Kinect-Based Motion Recognition Tracking Robotic Arm Platform


The development of artificial intelligence technology has promoted the rapid improvement of human-computer interaction. This system uses the Kinect visual image sensor to identify human bone data and complete the recognition of the operator’s movements. Through the filtering process of real-time data by the host computer platform with computer software as the core, the algorithm is programmed to realize the conversion from data to control signals. The system transmits the signal to the lower computer platform with Arduino as the core through the transmission mode of the serial communication, thereby completing the control of the steering gear. In order to verify the feasibility of the theory, the team built a 4-DOF robotic arm control system and completed software development. It can display other functions such as the current bone angle and motion status in real time on the computer operation interface. The experimental data shows that the Kinect-based motion recognition method can effectively complete the tracking of the expected motion and complete the grasping and transfer of the specified objects, which has extremely high operability.

Share and Cite:

Gao, J. , Chen, Y. and Li, F. (2019) Kinect-Based Motion Recognition Tracking Robotic Arm Platform. Intelligent Control and Automation, 10, 79-89. doi: 10.4236/ica.2019.103005.

1. Introduction

WITH the vigorous development of artificial intelligence in recent years, human-computer interaction has become a hot issue of concern. Motion recognition has a wide range of applications in people’s daily medical [1] , education, entertainment and many other fields. In addition, motion analysis is one of the key technologies of industrial engineering. The related methods to realize this technology have been stuck in the manual stage, which is not only a large workload but also inefficient. Human posture and specific movements are a way for people to interact with surrounding information or creatures [2] . The research around motion recognition can be traced back to the 1980s in the world. Since then, the research on human motion recognition has gradually penetrated into various fields of research and development, and has been rapidly developed.

In 2013, Kumar, S.H.’s team explained a feature recognition based motion recognition method [3] . In 2016, Wenbing Zhao proposed two methods in the article: Machine learning recognition movement and rule-based direct comparison method, but there is no specific experiment to elaborate [4] . In the article, Ning Wenjing proposed a model of exercise training by directly comparing data [5] . And Frederick Matsen and other authors used Kinect to complete the data measurement and processing of the shoulder joints, making Kinect play an effective role [6] .

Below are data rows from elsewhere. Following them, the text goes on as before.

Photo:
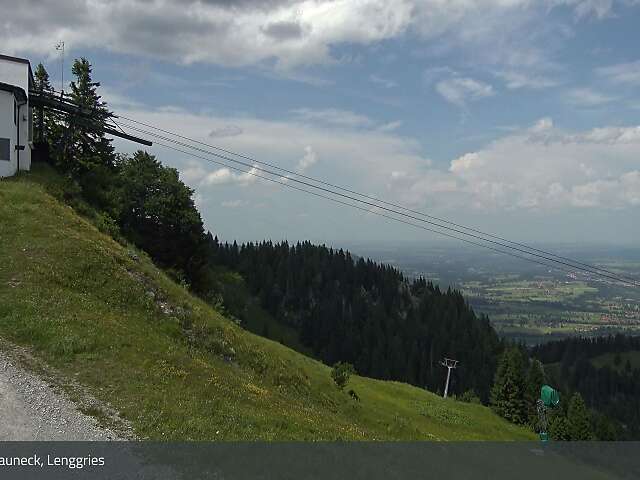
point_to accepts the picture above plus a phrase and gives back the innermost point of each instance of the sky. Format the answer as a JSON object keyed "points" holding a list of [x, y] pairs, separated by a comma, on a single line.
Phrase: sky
{"points": [[517, 117]]}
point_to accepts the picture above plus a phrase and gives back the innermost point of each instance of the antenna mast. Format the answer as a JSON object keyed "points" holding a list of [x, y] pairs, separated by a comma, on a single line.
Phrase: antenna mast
{"points": [[450, 364], [60, 48]]}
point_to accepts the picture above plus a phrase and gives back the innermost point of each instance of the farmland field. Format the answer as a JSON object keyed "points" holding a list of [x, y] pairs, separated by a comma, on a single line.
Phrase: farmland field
{"points": [[530, 302]]}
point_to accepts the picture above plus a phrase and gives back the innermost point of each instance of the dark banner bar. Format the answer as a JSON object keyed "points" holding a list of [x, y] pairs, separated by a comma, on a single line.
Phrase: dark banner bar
{"points": [[481, 460]]}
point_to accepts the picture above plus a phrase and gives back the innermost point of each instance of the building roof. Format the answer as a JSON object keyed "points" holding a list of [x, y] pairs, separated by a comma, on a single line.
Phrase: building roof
{"points": [[18, 92], [19, 60], [14, 59]]}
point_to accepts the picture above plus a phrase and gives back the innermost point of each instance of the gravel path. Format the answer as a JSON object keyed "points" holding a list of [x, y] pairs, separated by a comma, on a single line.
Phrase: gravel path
{"points": [[30, 409]]}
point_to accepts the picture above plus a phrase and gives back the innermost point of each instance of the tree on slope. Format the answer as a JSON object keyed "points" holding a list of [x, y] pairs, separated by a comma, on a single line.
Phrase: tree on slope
{"points": [[84, 147], [508, 392], [43, 121], [535, 379], [579, 419], [157, 213]]}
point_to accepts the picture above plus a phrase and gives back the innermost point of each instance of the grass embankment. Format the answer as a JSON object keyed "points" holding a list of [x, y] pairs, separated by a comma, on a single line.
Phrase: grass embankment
{"points": [[170, 364]]}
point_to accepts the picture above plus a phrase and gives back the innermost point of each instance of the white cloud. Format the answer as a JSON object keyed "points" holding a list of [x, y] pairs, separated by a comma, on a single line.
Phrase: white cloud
{"points": [[622, 73], [226, 176], [384, 82], [541, 167], [516, 80], [586, 97], [459, 90], [287, 32], [309, 159], [333, 116], [232, 203], [225, 131], [361, 157], [390, 127]]}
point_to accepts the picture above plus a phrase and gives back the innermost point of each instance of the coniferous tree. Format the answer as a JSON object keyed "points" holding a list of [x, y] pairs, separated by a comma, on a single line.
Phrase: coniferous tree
{"points": [[508, 392], [535, 379], [43, 121], [84, 147], [559, 427], [579, 419]]}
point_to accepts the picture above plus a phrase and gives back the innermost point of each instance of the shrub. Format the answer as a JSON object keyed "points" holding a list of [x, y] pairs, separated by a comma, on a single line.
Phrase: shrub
{"points": [[470, 396], [341, 372]]}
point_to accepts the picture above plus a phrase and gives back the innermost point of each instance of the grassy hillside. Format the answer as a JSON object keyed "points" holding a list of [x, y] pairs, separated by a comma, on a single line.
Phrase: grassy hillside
{"points": [[102, 313]]}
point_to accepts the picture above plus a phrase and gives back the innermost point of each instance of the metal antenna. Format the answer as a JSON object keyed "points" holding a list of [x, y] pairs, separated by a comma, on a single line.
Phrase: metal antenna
{"points": [[60, 48], [449, 363]]}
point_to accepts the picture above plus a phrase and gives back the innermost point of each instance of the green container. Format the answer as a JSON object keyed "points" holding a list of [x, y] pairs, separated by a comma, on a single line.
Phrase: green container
{"points": [[549, 396]]}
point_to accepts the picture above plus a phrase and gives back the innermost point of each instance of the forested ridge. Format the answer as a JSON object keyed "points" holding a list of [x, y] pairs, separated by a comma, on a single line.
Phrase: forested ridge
{"points": [[341, 308], [368, 314], [611, 389]]}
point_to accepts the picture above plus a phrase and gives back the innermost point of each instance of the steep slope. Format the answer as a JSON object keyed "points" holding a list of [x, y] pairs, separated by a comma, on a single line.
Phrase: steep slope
{"points": [[103, 314]]}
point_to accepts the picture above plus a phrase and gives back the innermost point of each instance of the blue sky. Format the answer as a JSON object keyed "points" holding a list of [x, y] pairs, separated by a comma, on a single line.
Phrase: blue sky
{"points": [[515, 116]]}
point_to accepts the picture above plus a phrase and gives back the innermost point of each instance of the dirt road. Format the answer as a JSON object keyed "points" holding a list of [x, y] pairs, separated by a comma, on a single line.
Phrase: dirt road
{"points": [[30, 409]]}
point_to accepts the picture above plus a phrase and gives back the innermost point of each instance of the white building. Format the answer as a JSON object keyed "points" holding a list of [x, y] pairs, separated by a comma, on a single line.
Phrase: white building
{"points": [[16, 126]]}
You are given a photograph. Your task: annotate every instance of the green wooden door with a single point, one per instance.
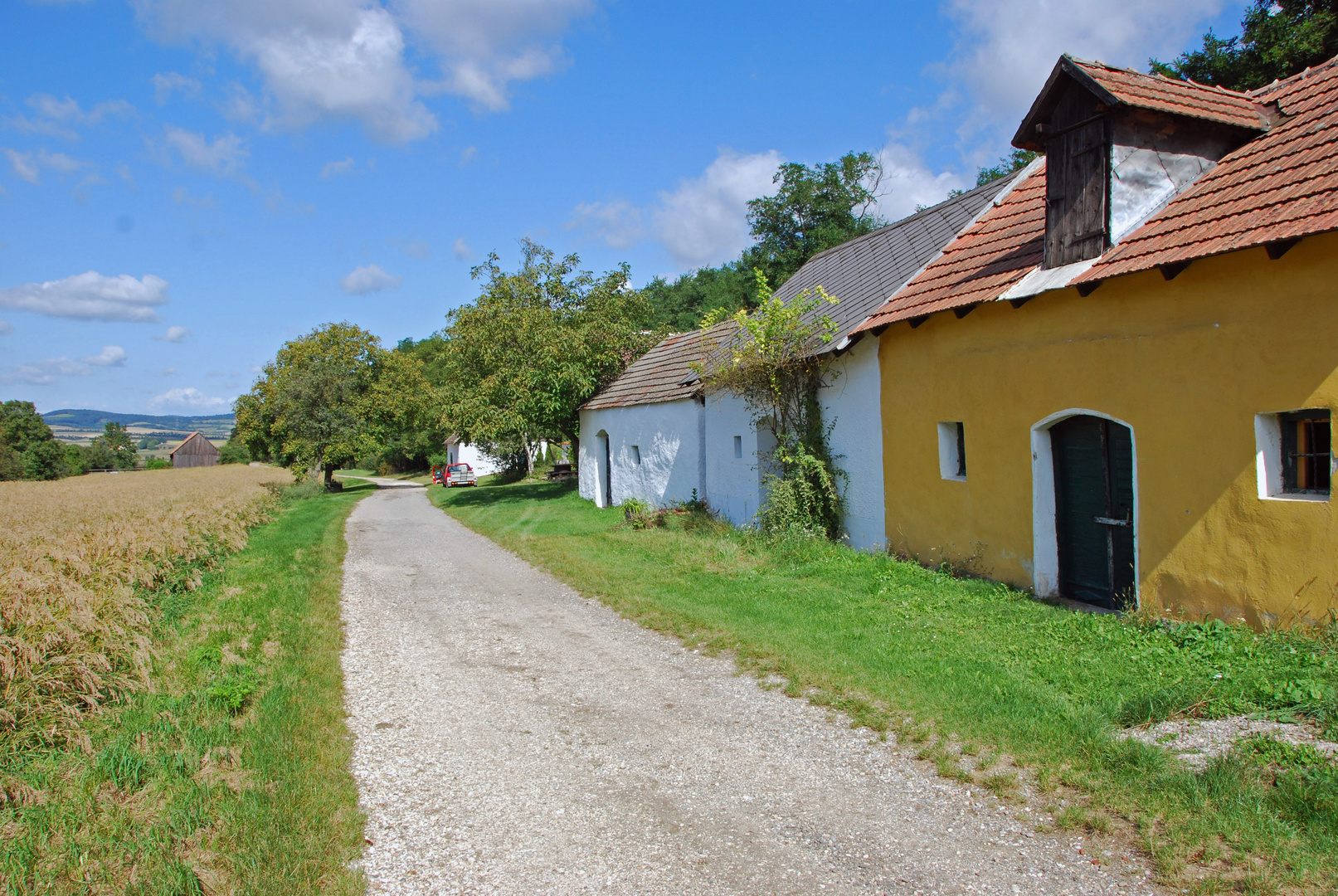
(1093, 509)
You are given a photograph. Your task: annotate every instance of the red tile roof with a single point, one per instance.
(986, 258)
(656, 376)
(1279, 186)
(1176, 96)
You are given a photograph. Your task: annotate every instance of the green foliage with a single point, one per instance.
(118, 446)
(812, 209)
(333, 396)
(1014, 161)
(767, 358)
(28, 450)
(517, 363)
(233, 451)
(1277, 41)
(923, 655)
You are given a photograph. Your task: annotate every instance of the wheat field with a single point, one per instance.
(75, 558)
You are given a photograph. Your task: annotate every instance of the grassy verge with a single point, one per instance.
(231, 775)
(995, 688)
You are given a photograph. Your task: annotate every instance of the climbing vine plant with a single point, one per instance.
(768, 358)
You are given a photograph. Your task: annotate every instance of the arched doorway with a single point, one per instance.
(1093, 509)
(606, 472)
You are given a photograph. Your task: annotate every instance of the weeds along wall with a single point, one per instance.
(650, 452)
(850, 404)
(1187, 365)
(75, 555)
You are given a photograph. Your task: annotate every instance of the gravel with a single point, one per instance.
(514, 737)
(1195, 741)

Motion recognition tracking refers to the positioning of certain characteristic motions of the human body, target detection, extraction, recognition and tracking, and obtaining the state of human motion such as position, velocity and motion trajectory, thereby completing processing and analysis, and obtaining a certain amount of Valuable practical parameters to achieve automatic processing and analysis of human motion to complete the task of motion tracking, and strive to expand to apply to other aspects [7] . Simulation has always been one of the key directions of human ergonomics and robotic artificial intelligence research. At present, the large-scale simulation machinery used by people in production and production is costly and has not been put into use. This article will use Microsoft’s Kinect sensing and build a real-time motion tracking platform that can complete real-time motion information processing. The platform is based on a 4-DOF robotic arm. After experimental verification, the accuracy rate can reach 95.24%, and the delay can be reached 42.8 ms. The following sections will mainly introduce the structure and function of the system from the overall structure of the system platform, hardware introduction, software design and experimental data testing.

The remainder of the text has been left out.